Formado em Relações Internacionais, Savino largou tudo e fez um curso de panificação orgânica na École Internationale de Boulangerie, no sul da França. O lugar é hoje a principal escola do segmento no mundo e prepara seus alunos para atuar na produção e na gestão de padarias.

O estabelecimento de Savino tem em suas vitrines 19 produtos e tira do forno cerca de uma tonelada de pães por mês. Entre pães, brioches e biscoitos, destaque para o pão multigrãos, de miolo macio e levemente crocante, com mix de sementes de girassol e linhaças.

Na Zona Sul, o roteiro para saborear um bom pão artesanal abrange quase todos os bairros e passa pela Frédéric Epicerie e O Pão, no Leme; pela Slow Bakery e pela João Padeiro, em Botafogo; pela Artigrano, no Flamengo; pela Farro, em Copacabana; e pela Nema, que tem pontos no Arpoador, em Ipanema e no Humaitá. Adriano Amarante, da João Padeiro, inaugurada em junho de 2019 na Rua Arnaldo Quintela, em Botafogo, conta que o consumo de pães artesanais aumentou surpreendentemente na pandemia:

— Tivemos que nos adaptar rápido e agilizar o delivery, mas em três meses já estávamos vendendo mais do que antes. Tínhamos seis funcionários e tivemos que contratar mais três.

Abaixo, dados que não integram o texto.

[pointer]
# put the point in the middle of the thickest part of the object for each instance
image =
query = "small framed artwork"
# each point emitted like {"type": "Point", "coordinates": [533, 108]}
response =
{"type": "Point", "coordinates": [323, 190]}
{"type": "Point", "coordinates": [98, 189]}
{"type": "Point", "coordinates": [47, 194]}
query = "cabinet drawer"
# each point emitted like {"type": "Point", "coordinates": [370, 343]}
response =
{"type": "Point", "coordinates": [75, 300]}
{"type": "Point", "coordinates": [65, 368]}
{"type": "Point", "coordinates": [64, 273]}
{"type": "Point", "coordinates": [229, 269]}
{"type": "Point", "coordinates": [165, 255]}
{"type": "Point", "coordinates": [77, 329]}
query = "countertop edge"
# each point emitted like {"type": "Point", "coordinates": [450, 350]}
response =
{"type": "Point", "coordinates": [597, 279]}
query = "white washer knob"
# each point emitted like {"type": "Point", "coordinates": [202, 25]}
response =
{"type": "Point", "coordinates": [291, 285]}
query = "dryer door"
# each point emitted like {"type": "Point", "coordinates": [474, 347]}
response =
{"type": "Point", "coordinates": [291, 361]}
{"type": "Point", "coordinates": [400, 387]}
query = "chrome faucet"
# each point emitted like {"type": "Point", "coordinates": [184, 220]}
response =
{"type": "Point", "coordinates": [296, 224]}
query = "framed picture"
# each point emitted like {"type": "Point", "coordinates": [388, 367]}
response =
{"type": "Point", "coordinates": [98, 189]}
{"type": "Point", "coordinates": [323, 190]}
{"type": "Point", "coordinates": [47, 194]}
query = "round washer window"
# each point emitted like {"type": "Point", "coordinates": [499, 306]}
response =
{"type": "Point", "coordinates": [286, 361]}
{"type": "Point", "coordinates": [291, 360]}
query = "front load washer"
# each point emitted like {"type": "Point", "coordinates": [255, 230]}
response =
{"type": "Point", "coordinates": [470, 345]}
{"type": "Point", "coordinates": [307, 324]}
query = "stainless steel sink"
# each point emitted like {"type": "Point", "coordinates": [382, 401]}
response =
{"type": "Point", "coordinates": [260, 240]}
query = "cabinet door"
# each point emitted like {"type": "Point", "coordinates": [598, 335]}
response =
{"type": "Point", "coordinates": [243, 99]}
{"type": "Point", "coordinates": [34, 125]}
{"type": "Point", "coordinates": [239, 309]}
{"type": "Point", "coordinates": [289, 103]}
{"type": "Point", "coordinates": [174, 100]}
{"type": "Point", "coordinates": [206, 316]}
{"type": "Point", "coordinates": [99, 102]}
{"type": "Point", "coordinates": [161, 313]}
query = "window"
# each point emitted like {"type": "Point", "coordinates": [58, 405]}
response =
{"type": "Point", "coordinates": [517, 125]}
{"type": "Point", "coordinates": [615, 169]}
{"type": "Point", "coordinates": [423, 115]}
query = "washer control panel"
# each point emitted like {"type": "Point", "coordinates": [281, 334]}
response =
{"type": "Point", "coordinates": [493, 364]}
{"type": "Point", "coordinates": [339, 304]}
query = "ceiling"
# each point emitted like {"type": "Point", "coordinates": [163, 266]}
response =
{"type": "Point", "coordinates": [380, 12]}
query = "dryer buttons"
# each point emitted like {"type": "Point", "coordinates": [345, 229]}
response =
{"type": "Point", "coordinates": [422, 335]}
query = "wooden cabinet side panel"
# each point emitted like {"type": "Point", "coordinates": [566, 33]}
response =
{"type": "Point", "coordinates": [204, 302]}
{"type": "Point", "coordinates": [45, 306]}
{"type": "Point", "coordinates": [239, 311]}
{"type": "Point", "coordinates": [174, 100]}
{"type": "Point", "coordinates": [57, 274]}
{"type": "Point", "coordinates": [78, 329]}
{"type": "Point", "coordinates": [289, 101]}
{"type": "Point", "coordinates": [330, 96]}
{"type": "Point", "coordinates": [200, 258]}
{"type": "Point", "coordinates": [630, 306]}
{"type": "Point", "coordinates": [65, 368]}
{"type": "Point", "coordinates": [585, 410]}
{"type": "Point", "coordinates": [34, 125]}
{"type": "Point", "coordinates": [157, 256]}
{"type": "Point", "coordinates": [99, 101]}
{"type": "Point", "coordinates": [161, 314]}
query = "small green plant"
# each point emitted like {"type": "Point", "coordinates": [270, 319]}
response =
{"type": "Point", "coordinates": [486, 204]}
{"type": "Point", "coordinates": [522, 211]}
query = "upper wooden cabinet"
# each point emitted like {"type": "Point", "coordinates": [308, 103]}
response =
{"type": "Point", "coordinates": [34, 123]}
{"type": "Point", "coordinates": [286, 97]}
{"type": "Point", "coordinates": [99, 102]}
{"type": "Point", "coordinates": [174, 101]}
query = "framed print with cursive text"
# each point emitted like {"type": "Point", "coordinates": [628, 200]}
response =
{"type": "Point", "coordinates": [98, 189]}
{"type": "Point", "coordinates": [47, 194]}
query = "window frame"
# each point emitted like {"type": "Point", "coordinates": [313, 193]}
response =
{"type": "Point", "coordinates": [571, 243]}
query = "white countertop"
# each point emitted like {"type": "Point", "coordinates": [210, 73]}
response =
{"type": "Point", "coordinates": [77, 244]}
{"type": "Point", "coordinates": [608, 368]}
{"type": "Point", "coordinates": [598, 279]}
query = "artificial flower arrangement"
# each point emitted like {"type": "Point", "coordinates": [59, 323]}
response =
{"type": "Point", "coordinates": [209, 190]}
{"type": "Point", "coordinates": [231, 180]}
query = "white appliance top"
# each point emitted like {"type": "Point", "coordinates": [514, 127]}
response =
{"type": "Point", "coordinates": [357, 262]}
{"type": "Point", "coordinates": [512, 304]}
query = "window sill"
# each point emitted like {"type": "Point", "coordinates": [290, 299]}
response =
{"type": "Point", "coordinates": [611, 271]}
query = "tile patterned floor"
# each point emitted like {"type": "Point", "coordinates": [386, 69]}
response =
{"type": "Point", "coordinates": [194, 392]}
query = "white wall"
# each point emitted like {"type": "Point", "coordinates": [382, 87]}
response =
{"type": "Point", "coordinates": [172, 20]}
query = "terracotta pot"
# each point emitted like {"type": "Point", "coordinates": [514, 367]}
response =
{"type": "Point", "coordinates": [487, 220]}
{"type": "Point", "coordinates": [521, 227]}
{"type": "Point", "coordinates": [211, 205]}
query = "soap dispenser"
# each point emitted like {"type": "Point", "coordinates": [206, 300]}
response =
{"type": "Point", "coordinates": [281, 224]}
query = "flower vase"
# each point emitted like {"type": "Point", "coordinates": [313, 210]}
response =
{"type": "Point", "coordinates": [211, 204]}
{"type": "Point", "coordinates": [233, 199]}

Amarante acrescenta que, por mês, são consumidas três toneladas de farinha, o que resulta em seis toneladas de pães.

— A nossa padaria tem uma pegada mais francesa. Todos os nossos produtos são feitos com farinha francesa Bagatelle, chocolate Callebaut e manteiga Président. Os ingredientes são decisivos para um bom pão— diz Amarante, acrescentando que a João Padeiro está de férias coletivas e reabre no primeiro dia de outubro.

No Leme, a Frédéric Epicerie produz fornadas diárias de pães artesanais, de fermentação natural. Entre as opções, baguete, ciabatta, croissant e pain au chocolat. O chef belga Frèdéric de Mayer explica que o segredo do pão passa pelo tempo.

— O processo do pão é uma ciência muito interessante. Cada vez mais, os brasileiros entendem e dão importância a ele. O processo é simples e não tem mistério, mas é preciso respeitar o tempo de fermentação da massa. Além do sabor, os pães artesanais têm uma conservação muito boa e preço acessível —diz o chef.